A roller coaster has five cars, each containing four seats, two in front and two in back. There are 20 people ready for a ride. In how many ways can the ride begin? What if a certain two people want to sit in different cars?
Every person can pick a seat. So there is 20! seat arrangements. Something is wrong with this reasoning, what is it about five cars which makes me miscount the number of ways the ride can begin?
If, instead of a roller coaster there was a ferris wheel one wouldn't be able to apply the "pick a seat" logic because it's the wheel that is round, not the seats(not $19!$) and a natural choice would be to put people in groups of 4 and then permute the groups on the wheel $5!/5$ and then permute the people in the cars, ${4!}^{5}$.
Which finally gives us $20!4!$ ways the ride can begin.
Now, I'm wondering, if the same approach was taken(split into groups) for the roller coaster there would be $20!5!$ ways to start a ride.
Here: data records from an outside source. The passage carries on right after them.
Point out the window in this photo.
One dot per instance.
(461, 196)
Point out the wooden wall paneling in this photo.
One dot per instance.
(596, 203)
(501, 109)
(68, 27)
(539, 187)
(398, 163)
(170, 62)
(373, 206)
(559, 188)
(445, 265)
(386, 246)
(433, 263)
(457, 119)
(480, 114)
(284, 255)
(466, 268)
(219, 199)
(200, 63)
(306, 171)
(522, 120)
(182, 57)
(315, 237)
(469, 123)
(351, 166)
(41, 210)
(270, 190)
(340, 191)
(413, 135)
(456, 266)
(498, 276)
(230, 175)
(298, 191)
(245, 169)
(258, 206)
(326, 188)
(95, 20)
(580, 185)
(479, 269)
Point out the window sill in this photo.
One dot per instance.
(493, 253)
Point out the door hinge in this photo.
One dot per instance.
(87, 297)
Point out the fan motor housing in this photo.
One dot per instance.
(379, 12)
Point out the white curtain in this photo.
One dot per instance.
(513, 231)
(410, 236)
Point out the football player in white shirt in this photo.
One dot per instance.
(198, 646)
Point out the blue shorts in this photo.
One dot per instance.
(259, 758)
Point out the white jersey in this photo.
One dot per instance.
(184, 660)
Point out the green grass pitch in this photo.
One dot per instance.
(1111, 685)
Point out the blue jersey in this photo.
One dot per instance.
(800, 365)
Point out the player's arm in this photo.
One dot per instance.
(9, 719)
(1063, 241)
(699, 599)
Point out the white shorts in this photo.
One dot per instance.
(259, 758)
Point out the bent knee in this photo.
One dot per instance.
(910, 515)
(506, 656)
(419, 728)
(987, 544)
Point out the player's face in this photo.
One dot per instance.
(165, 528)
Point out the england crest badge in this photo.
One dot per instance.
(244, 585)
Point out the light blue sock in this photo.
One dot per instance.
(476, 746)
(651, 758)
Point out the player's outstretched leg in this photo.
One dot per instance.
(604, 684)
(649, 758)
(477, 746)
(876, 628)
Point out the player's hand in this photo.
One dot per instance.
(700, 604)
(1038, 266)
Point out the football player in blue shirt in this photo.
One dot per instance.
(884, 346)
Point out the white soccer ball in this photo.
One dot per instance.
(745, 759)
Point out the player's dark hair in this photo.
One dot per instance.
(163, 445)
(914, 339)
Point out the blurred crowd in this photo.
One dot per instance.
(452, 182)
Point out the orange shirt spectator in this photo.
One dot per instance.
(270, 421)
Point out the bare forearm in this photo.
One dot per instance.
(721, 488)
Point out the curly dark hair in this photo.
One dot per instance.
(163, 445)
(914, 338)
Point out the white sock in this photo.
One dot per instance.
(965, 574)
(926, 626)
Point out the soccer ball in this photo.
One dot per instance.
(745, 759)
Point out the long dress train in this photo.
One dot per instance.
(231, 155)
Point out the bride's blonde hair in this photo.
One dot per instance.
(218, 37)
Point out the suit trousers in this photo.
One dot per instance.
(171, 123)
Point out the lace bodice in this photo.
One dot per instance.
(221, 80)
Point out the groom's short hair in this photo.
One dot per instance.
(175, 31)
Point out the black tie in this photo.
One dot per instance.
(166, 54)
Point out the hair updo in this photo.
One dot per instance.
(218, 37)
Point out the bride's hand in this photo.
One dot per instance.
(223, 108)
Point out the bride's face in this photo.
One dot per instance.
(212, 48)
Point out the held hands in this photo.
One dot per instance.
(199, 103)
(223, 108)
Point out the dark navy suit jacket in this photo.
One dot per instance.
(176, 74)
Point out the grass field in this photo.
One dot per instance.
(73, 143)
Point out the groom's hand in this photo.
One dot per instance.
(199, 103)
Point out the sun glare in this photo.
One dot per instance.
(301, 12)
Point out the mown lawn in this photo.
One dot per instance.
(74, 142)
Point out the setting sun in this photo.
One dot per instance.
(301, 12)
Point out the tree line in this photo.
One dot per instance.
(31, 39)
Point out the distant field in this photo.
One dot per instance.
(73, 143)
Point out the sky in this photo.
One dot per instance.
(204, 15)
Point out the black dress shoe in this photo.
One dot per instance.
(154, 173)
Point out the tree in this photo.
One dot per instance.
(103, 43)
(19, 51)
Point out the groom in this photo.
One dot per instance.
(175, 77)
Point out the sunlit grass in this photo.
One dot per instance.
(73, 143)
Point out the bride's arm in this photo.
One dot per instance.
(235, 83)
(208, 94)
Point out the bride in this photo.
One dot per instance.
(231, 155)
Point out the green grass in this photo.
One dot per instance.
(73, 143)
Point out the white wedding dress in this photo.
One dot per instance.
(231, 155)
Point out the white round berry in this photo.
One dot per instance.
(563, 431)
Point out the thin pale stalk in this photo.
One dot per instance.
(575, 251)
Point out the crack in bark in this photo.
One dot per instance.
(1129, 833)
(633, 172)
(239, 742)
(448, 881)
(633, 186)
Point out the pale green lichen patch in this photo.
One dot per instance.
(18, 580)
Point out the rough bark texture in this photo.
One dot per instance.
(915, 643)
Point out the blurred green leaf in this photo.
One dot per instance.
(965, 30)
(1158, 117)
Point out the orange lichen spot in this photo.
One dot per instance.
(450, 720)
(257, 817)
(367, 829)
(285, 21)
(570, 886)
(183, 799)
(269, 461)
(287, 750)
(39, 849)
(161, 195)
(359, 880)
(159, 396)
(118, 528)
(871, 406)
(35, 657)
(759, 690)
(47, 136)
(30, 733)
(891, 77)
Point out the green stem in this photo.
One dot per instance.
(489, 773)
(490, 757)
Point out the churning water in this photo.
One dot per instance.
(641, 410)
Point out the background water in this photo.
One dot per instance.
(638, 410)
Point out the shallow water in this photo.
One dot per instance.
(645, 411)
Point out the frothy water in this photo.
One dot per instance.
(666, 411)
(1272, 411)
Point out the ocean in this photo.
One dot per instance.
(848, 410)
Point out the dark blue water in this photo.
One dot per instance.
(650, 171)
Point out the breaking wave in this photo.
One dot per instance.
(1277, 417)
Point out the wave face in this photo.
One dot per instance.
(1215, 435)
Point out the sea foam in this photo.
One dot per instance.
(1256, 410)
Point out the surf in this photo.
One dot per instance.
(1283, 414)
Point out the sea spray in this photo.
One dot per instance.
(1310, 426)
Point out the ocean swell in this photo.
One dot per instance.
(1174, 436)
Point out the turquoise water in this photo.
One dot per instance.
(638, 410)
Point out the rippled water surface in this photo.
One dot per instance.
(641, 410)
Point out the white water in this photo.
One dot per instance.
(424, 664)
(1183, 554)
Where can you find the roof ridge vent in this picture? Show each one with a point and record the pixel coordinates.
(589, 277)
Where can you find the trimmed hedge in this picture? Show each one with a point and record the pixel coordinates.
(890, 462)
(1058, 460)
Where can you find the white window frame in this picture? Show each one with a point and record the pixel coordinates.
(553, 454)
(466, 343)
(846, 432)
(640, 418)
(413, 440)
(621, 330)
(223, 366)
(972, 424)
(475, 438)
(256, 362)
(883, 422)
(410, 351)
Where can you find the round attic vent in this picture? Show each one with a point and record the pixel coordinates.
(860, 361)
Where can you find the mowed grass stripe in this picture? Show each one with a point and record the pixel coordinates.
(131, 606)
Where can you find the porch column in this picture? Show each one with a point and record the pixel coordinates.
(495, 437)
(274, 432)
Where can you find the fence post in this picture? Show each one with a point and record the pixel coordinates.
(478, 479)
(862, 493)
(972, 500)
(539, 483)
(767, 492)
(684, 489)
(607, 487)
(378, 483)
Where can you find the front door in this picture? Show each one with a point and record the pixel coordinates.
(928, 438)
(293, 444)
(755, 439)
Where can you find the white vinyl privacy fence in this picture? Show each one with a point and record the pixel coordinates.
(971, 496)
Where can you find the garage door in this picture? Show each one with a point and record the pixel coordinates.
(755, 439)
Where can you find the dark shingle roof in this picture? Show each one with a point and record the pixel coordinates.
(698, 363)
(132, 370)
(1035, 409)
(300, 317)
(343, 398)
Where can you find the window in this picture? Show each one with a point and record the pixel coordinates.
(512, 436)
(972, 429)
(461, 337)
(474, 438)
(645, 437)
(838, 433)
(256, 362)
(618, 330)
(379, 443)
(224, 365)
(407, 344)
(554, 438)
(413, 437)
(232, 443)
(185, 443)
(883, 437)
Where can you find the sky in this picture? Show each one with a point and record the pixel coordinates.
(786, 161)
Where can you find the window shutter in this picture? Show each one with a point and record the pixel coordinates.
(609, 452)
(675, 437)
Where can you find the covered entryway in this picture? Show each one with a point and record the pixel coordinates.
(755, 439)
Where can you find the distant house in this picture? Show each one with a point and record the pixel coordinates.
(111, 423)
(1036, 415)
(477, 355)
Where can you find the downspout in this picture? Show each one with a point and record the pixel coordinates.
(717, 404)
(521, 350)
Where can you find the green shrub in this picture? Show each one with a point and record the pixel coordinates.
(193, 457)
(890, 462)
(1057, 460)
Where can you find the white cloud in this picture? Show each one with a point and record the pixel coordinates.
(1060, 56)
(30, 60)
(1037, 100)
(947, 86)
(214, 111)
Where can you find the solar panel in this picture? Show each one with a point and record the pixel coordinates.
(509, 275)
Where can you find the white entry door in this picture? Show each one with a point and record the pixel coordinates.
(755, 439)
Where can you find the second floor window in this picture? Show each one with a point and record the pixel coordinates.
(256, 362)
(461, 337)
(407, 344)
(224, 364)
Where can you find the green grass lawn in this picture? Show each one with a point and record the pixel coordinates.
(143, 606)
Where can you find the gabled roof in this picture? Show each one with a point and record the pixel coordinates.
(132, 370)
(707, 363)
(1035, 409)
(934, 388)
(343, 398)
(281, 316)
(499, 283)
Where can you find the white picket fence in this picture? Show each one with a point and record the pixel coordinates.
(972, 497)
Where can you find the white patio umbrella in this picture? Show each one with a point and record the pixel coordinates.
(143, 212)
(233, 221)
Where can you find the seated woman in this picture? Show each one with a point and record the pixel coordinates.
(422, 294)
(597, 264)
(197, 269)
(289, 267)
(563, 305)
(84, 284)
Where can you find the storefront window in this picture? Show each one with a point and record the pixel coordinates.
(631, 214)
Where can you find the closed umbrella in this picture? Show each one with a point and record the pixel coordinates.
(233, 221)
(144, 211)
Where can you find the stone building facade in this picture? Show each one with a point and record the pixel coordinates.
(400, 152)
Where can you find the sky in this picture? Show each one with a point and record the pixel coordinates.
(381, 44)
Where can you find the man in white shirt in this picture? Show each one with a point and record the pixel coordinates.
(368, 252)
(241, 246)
Equivalent problem would be -> There's a giant concert hall with 100 seats. There are 50 blue and 50 white seats. In how many ways can the concert begin if 100 people want to listen to it?
I would say 100! but since colors can be interpreted like cars this would mean that splitting people in 2 groups of 50, picking a car of colored seats would take 2! the final solution with the ferris wheel approach would give me $100!2!$.
I have no idea which of the 100! ways I lost in the first solution.
What I'm asking is what and where is the flaw and then what is the generalized solution?